Ryan Lochte
I cannot get enough of the Olympics.  Any event and there is immediate buy-in.  It may be the remnants of my yesteryear days as a cheerleader or that I simply love the excuse to stay inside during 101 degree days and watch tv – but I love the Olympics.  I do the obvious: I choke up when the cameras scan to the parents, I cheer on my feet during a heated race, and I cry when the athletes realize their victory.   But more than anything, I find myself thinking about the losers. 

I can’t stop from thinking about how it feels to be in a race against Michael Phelps knowing you will lose.  Or about the person in a race who is dead last by more than a few strides. Or about a gymnast who scores high, but is ineligible to compete due to a rule.

I think about all of the dreams that go into the Olympics – thousands and thousands of dreams coming from every corner of the world and merging into one event.  And I am reminded of how hard it is to realize that a dream you hold may never come to fruition, for those moments in life when you have to accept defeat, and for those days when you realize that a dream is just simply not within your control.

As an optimist and an overly-enthusiastic competitor (as I like to say – my sister says it another way), these moments are painful for me.  And this is precisely what a person, on either side of a divorce, will experience at some point in their journey.  From the day you ask or answer the question of marriage with a heart filled with joy, the dream begins of a life spent aging gracefully together. 

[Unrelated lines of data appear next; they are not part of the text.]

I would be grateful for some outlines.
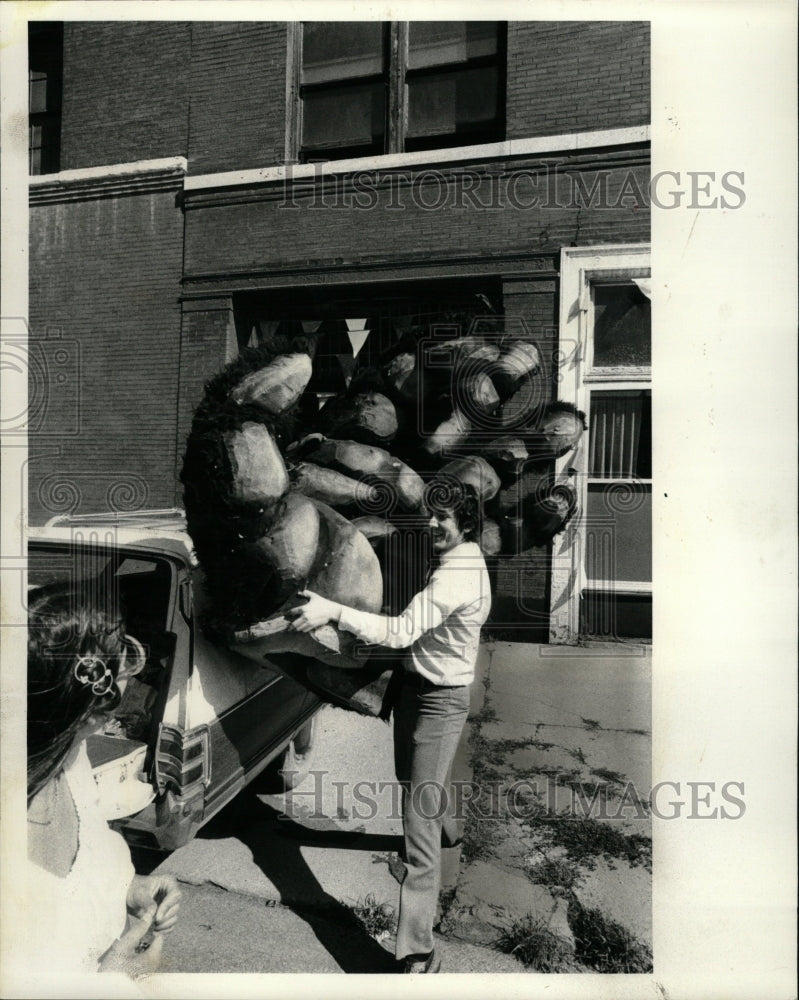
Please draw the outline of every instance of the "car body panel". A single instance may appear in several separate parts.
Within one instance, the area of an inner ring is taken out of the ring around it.
[[[182,846],[282,753],[322,702],[202,630],[208,598],[181,511],[62,517],[29,529],[28,538],[32,582],[99,571],[125,598],[127,627],[151,654],[158,681],[155,694],[143,695],[151,715],[140,733],[156,799],[114,825],[135,843]]]

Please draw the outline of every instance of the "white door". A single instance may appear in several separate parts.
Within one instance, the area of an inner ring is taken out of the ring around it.
[[[553,550],[554,641],[652,636],[649,280],[648,246],[561,254],[559,397],[588,432],[559,463],[580,513]]]

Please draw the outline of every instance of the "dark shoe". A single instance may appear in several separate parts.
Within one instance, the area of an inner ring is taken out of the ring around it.
[[[403,960],[402,971],[411,975],[423,972],[440,972],[441,959],[436,955],[435,948],[433,948],[429,955],[408,955]]]

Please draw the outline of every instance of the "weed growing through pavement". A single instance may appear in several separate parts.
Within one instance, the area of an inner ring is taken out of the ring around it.
[[[508,835],[504,820],[472,819],[467,820],[463,831],[463,846],[461,857],[464,861],[479,861],[490,858],[496,853],[497,844]]]
[[[544,858],[537,861],[527,870],[531,882],[545,885],[550,892],[558,896],[570,893],[581,881],[580,869],[572,861],[563,858]]]
[[[496,783],[503,777],[496,766],[503,760],[501,749],[497,746],[498,741],[487,740],[480,732],[480,725],[495,717],[492,708],[488,705],[483,706],[482,711],[475,717],[478,724],[472,728],[469,736],[475,803],[485,802],[487,798],[490,800],[489,782]],[[506,836],[507,824],[504,817],[477,817],[470,810],[463,829],[461,857],[467,863],[490,857],[497,843]]]
[[[597,972],[652,971],[650,948],[601,910],[583,906],[572,896],[568,920],[578,962]]]
[[[514,920],[496,945],[538,972],[652,971],[652,951],[646,944],[601,910],[583,906],[573,894],[569,897],[568,920],[574,935],[573,948],[571,942],[532,914]]]
[[[646,943],[622,924],[603,915],[601,910],[586,907],[577,898],[584,876],[596,868],[599,858],[604,859],[610,868],[621,862],[651,871],[650,837],[626,833],[613,822],[602,821],[589,814],[598,809],[598,815],[605,816],[608,802],[619,800],[622,788],[622,803],[627,808],[635,808],[639,818],[648,815],[647,805],[639,803],[637,797],[627,801],[629,783],[624,775],[610,768],[591,769],[581,747],[559,747],[536,738],[488,739],[483,735],[481,726],[494,718],[495,712],[490,705],[486,705],[474,719],[469,739],[476,787],[473,805],[476,808],[470,809],[466,817],[464,860],[469,862],[496,856],[498,843],[511,836],[510,828],[514,825],[511,820],[515,820],[516,826],[524,831],[524,839],[528,843],[532,840],[541,852],[538,861],[532,864],[527,861],[527,877],[536,884],[546,886],[554,896],[568,903],[568,922],[575,938],[573,947],[571,941],[555,933],[545,921],[528,914],[505,929],[497,942],[498,947],[540,972],[651,971],[652,952]],[[595,719],[582,718],[581,722],[589,732],[603,728]],[[648,735],[643,730],[622,731]],[[581,769],[562,766],[522,768],[510,762],[511,755],[517,750],[547,751],[553,748],[569,754],[575,763],[581,765]],[[590,778],[586,775],[587,771]],[[497,789],[507,785],[509,773],[522,782],[512,801],[501,793],[497,797]],[[539,779],[544,779],[543,790],[538,785]],[[496,786],[493,795],[492,784]],[[558,800],[553,797],[553,790],[557,787],[572,791],[572,810],[557,808]],[[486,801],[493,805],[493,809],[481,811],[477,808]],[[606,820],[612,818],[605,816]],[[549,852],[553,856],[547,856]],[[529,859],[529,854],[527,857]]]
[[[374,893],[370,892],[359,899],[352,907],[352,912],[370,937],[379,939],[396,932],[396,910],[391,903],[378,903]]]
[[[626,778],[623,774],[620,774],[618,771],[611,771],[606,767],[595,767],[591,771],[591,774],[595,775],[597,778],[602,778],[604,781],[612,781],[617,785],[623,785],[626,783]]]
[[[596,858],[626,861],[631,867],[652,870],[652,839],[640,833],[622,833],[610,823],[590,816],[548,813],[539,816],[540,832],[552,846],[563,847],[566,856],[585,868],[595,868]]]
[[[497,941],[497,947],[515,955],[524,965],[538,972],[564,972],[570,965],[570,943],[551,930],[544,920],[528,914],[513,924]]]
[[[455,902],[457,892],[457,887],[452,886],[449,889],[442,889],[438,894],[438,922],[433,930],[444,937],[450,934],[455,926],[455,922],[450,915],[450,910]]]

Divorce shatters that dream and a multitude of other dreams that were a natural extension of the life dreamed up together.  There are dreams of raising your children together in the same house, dreams of a retirement location, dreams of having a hand to hold when treating for a scary medical diagnosis.  These lost dreams are painful to accept.

But you have to keep moving forward – dream new dreams.  You have to be the person that races against Michael Phelps to lose and just know that the particular dream of winning a gold medal in 2012 in the 100 meter butterfly was not meant to be a dream realized.  The new task is to accept that loss and move to the next dream.  And to keep getting up and keep refocusing and keep striving.  I am most inspired by the losers in the Olympics for this very reason – they keep dreaming, despite loss of one dream, they keep dreaming.  And you can, too.